20th January 2006 at 00:00
Andy Southgate walks city streets that have a grisly history

Best books

I love Robert Graves: his autobiography Goodbye to All That; I, Claudius; Claudius the God and Count Belisarius, who was a general who reconquered Italy and much of North Africa - the emperor Constantine became so jealous he had his eyes put out so he had to act as a beggar for the rest of his life. I found that very moving, because Belisarius was so loyal. History is in many respects about human wickedness and envy. I've just read The Shadow of the Wind by Carlos Ruiz Zafon, a young Spanish writer. It's a good yarn, set in Franco's Spain.
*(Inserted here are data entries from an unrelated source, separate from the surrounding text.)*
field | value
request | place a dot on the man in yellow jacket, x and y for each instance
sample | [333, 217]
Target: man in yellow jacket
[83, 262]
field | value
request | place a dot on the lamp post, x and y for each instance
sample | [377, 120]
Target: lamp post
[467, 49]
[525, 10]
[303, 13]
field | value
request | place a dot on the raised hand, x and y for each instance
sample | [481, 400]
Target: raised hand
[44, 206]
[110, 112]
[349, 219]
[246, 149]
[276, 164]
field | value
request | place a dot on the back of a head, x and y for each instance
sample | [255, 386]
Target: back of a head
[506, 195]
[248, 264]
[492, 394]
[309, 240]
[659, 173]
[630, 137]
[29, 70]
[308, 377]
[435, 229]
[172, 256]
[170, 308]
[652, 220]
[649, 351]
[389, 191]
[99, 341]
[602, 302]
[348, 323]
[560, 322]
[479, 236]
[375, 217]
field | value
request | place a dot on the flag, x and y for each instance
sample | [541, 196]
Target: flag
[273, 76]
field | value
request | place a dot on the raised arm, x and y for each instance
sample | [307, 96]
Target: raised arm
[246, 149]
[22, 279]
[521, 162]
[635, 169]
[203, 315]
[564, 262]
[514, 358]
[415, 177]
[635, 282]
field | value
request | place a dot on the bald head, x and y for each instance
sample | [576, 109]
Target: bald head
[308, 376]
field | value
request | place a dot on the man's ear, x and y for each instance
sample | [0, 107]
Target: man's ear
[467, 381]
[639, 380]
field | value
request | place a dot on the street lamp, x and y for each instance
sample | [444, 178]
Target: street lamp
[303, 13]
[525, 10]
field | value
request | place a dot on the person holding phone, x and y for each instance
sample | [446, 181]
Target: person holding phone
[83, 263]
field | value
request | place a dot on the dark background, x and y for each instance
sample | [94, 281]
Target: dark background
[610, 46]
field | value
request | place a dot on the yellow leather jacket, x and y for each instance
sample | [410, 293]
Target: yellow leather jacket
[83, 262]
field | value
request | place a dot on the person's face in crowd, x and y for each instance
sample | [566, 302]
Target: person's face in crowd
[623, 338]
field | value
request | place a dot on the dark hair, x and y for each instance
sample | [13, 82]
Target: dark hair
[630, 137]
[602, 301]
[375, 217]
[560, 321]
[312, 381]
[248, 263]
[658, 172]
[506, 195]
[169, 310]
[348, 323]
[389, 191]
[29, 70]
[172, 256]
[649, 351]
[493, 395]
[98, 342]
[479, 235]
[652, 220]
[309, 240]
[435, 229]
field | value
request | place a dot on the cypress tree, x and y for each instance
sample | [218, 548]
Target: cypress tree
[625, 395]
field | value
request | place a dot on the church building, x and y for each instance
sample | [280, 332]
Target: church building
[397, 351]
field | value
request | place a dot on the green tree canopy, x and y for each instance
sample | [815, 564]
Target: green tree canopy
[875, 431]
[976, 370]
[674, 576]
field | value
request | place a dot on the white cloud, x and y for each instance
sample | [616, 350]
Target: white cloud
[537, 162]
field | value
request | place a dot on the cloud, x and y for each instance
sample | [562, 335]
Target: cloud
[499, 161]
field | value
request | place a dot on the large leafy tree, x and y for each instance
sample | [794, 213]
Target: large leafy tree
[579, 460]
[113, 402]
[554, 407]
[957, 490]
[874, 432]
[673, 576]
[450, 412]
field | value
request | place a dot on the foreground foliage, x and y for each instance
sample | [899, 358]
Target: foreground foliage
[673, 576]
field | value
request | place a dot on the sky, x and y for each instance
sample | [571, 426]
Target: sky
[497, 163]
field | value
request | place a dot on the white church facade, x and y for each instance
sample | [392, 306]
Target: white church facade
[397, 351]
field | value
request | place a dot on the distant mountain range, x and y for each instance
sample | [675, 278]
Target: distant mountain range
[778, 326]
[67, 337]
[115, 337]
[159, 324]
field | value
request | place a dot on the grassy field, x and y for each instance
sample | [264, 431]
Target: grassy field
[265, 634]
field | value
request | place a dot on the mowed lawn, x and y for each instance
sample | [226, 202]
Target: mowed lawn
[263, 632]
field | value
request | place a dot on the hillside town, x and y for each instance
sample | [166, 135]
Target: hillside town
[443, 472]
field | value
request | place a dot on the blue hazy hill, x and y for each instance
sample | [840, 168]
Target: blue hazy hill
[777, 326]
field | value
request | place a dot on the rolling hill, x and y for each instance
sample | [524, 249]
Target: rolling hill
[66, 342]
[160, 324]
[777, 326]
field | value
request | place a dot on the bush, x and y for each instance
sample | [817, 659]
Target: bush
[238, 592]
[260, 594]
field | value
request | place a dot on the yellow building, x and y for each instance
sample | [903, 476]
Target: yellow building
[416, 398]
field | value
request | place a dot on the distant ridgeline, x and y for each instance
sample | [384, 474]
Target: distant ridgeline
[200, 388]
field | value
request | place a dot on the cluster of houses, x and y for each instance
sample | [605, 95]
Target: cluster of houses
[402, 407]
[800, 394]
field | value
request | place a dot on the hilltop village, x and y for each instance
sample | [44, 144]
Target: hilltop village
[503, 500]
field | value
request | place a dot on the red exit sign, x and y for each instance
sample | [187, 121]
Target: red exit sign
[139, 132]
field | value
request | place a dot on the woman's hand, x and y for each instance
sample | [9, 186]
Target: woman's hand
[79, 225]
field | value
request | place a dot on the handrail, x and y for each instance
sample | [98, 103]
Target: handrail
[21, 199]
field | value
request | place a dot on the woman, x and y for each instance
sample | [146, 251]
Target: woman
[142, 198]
And I like Q, supposedly by Luther Blissett, though really it's by four Italians, about an anabaptist in the Reformation. It's difficult to get into, but then it picks up pace.

Best films

I like anything with a bit of suspense. Troy was good as spectacle, though disappointing on history. I love Humphrey Bogart in Casablanca: a superb actor in a great story, though it's very cheesy now.

Walking history

At weekends my wife and I will shoot up to London and wander along the river bank or just look at old sites. You can see the past. Recently I took a GCSE history group to the old St Thomas's hospital site in south London and then Borough market and Southwark cathedral. We've also done the Jack the Ripper tour round Whitechapel, and a Peasants' Revolt walk, starting in Blackheath and going up through London to Smithfield and the beautiful church of St Bartholomew's Without. It's where Wat Tyler was taken after being stabbed by the Mayor of London (pictured), before he was dragged out again and beheaded. Nearby is where William Wallace was hung, drawn and quartered. I may be coming across as bloodthirsty here.

Treat in store

I'm planning a walk through London's West End and Soho, looking at haunts of nefarious characters. I'll look at books such as Walking Notorious London by Andrew Duncan (New Holland Publishers), and London's Waterside Walks by Brian Cookson (Mainstream Publishing), walk it myself and find the interesting bits, then look up some extra history.

Andy Southgate, 54, is assistant head at St George's CE humanities college, Gravesend, Kent.